O fato teria ocorrido no município de Tucumã, no sul do Pará, e foi divulgado pelo próprio operador, mostrando um equipamento fabricado para uso agrícola sendo utilizado de forma indevida para transporte pessoal em uma lavoura.
A iniciativa foi tomada pela entidade a partir da análise do conteúdo divulgado publicamente, com base em elementos técnicos detalhados em ofício encaminhado à Agência. Nos quais são apontados indícios de riscos operacionais e possíveis infrações às normas que regem a aviação civil e as operações aeroagrícolas no Brasil.
O Sindag espera que os fatos sejam devidamente apurados pela autoridade aeronáutica competente. E e que, caso confirmadas irregularidades, sejam aplicadas as sanções cabíveis, conforme previsto na legislação vigente.
A entidade repudia de maneira veemente a atitude registrada no vídeo, que não apenas evidencia riscos à segurança das pessoas e ao meio ambiente, como confronta diretamente os princípios de responsabilidade, profissionalismo e compromisso com a segurança que norteiam o setor aeroagrícola brasileiro.
A conduta demonstrada no material também ofende frontalmente milhares de técnicos, agrônomos, gestores, auxiliares e pilotos de drones, helicópteros e aviões que, todos os dias, atuam nas operações aeroagrícolas com rigor técnico, responsabilidade e absoluto respeito às normas, ajudando a construir uma das maiores, mais reguladas e mais qualificadas aviações agrícolas do mundo.
Tal comportamento afronta ainda o trabalho contínuo de qualificação, aprimoramento técnico e fortalecimento da cultura de segurança desenvolvido ao longo de décadas pelo Sindag, em permanente diálogo com autoridades, pesquisadores e a sociedade.

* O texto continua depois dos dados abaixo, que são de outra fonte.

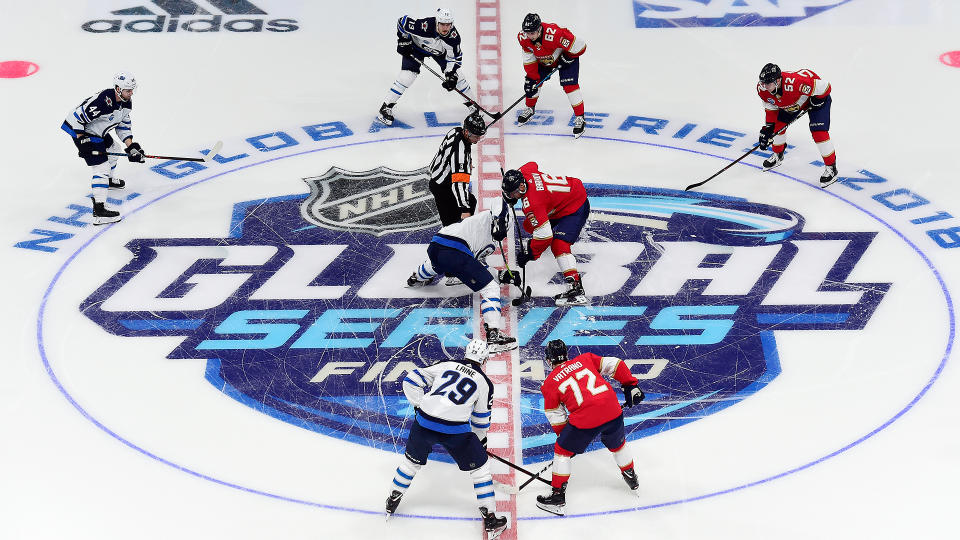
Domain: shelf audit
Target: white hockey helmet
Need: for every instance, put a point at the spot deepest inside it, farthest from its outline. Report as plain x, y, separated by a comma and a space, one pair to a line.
476, 351
124, 81
444, 16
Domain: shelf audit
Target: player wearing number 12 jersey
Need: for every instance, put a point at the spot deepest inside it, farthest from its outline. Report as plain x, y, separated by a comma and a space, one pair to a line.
580, 405
453, 401
555, 209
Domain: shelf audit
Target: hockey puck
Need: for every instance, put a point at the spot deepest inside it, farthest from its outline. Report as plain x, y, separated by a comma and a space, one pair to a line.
17, 69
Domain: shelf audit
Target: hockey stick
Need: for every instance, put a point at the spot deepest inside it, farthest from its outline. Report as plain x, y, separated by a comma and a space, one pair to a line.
455, 89
525, 291
532, 478
517, 467
501, 114
752, 150
213, 151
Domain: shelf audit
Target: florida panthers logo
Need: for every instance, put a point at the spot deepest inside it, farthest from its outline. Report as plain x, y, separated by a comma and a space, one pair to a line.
301, 312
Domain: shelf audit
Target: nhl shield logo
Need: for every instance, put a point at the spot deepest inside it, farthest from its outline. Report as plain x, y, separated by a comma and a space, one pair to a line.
378, 201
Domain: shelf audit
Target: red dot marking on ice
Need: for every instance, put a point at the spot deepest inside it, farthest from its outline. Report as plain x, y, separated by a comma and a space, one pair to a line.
951, 58
15, 69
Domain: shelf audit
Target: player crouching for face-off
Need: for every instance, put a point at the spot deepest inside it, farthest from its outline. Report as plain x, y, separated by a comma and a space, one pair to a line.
88, 125
580, 404
555, 209
453, 400
785, 96
460, 250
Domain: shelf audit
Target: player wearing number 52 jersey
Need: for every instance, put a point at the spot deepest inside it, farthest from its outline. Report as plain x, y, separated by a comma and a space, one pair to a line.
785, 95
580, 405
555, 209
453, 401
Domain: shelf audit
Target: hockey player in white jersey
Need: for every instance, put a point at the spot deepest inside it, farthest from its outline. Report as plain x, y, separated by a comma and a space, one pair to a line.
417, 39
89, 125
453, 401
459, 250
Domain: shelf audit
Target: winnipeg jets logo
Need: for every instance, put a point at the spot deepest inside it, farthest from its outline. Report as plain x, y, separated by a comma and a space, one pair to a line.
378, 201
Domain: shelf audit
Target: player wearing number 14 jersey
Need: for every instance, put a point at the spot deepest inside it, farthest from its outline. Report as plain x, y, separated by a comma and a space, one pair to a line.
580, 405
555, 209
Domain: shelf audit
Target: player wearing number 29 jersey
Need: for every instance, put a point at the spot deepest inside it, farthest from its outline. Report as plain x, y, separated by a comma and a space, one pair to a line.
452, 400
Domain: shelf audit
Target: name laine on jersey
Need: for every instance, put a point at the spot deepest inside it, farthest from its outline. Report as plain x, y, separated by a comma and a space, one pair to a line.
567, 370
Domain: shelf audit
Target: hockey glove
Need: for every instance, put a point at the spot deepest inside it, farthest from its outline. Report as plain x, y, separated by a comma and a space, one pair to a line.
508, 277
632, 395
135, 153
766, 135
530, 87
451, 82
524, 256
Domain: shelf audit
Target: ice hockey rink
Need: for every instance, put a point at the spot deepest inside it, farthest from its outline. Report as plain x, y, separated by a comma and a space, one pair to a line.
826, 407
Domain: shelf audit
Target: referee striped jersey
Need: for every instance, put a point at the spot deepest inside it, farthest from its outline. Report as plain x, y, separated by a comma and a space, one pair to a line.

O Sindag ressalta, por fim, que as atitudes apresentadas no referido vídeo não representam e não compactuam com os valores, os princípios e a trajetória da aviação agrícola brasileira, atividade que se aproxima de oito décadas de história, marcada pela evolução técnica, pela legalidade e pelo compromisso permanente com a segurança operacional, ambiental e social.”